According to Coulomb repulsion, the electrons situate diagonally in the cell minimizing the total energy. So there are four stationary states in which the electrons could be organized. The central dot does not contribute directly in stationary states and its main role is to emphasis the negative charges on the cell borders. So the states A and B could be written as Eq. 3 [A(0) and B(1) states]:

$$ \begin{gathered} \left| A \right\rangle = \frac{1}{\sqrt 2 }\left( {\hat{a}_{2, \uparrow }^{\dag } \hat{a}_{4, \downarrow }^{\dag } - \hat{a}_{2, \downarrow }^{\dag } \hat{a}_{4, \uparrow }^{\dag } } \right)\left| 0 \right\rangle \hfill \\ \left| B \right\rangle = \frac{1}{\sqrt 2 }\left( {\hat{a}_{1, \uparrow }^{\dag } \hat{a}_{3, \downarrow }^{\dag } - \hat{a}_{1, \downarrow }^{\dag } \hat{a}_{3, \uparrow }^{\dag } } \right)\left| 1 \right\rangle \hfill \\ \end{gathered} $$
(3)

The parameter P as shown in Eq. 4 (cell polarization) is the polarization of the cell whose value is between −1 and +1 where the logic 0 is represented by polarization −1 and logic 1 is shown by polarization +1. Here, polarization 0 represents the value ½ and stands for states C or D.

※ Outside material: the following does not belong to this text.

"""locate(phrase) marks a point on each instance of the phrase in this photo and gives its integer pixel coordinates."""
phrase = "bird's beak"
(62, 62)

$$ P = \frac{{(\rho_{1} + \rho_{3} ) - (\rho_{2} + \rho_{4} )}}{{\sum\nolimits_{i} {\rho_{i} } }} $$
(4)

The parameter ρ i stands for single particle density at site i. It should be noted that when all on-site energies are equal and the cell is isolated in the environment, P is also equal to zero.

Proposed tQCA majority gate

Building a majority gate is the main problem for eight-dot tQCA cell. Adding a dot to the center of the cell changes the charge densities and corrects the faulty states of the majority gate constructed with eight-dot cell. With proposed cell (nine-dot cell) a majority voter gate could be constructed as in bQCA. Figure 12 illustrates the new tQCA model and the truth table is shown in Table 2. It should be noted that the model is similar to bQCA and no surplus cells or clock cycles are needed. Table 3 compares the proposed model features with the other models.

Fig. 12
figure 12

Proposed tQCA majority gate with nine-dot

Table 2 AND/OR truth table in proposed tQCA majority gate
Table 3 Proposed model feature comparison

Conclusion

By adding just one dot, a novel majority gate function for ternary QCA is proposed twice faster than the best one maintaining the same area.

The best state-of-the-art cell configuration ever reported in the literature has eight quantum-dots. The proposed cell configuration has eight dots on the corners as well, but there is one dot in the center of the cell. This surplus dot affects the charge distribution of the edge dots. All the ternary QCA basic elements function remains the same as in the case of eight-dot cell except majority gate’s function which works faster and uses less area.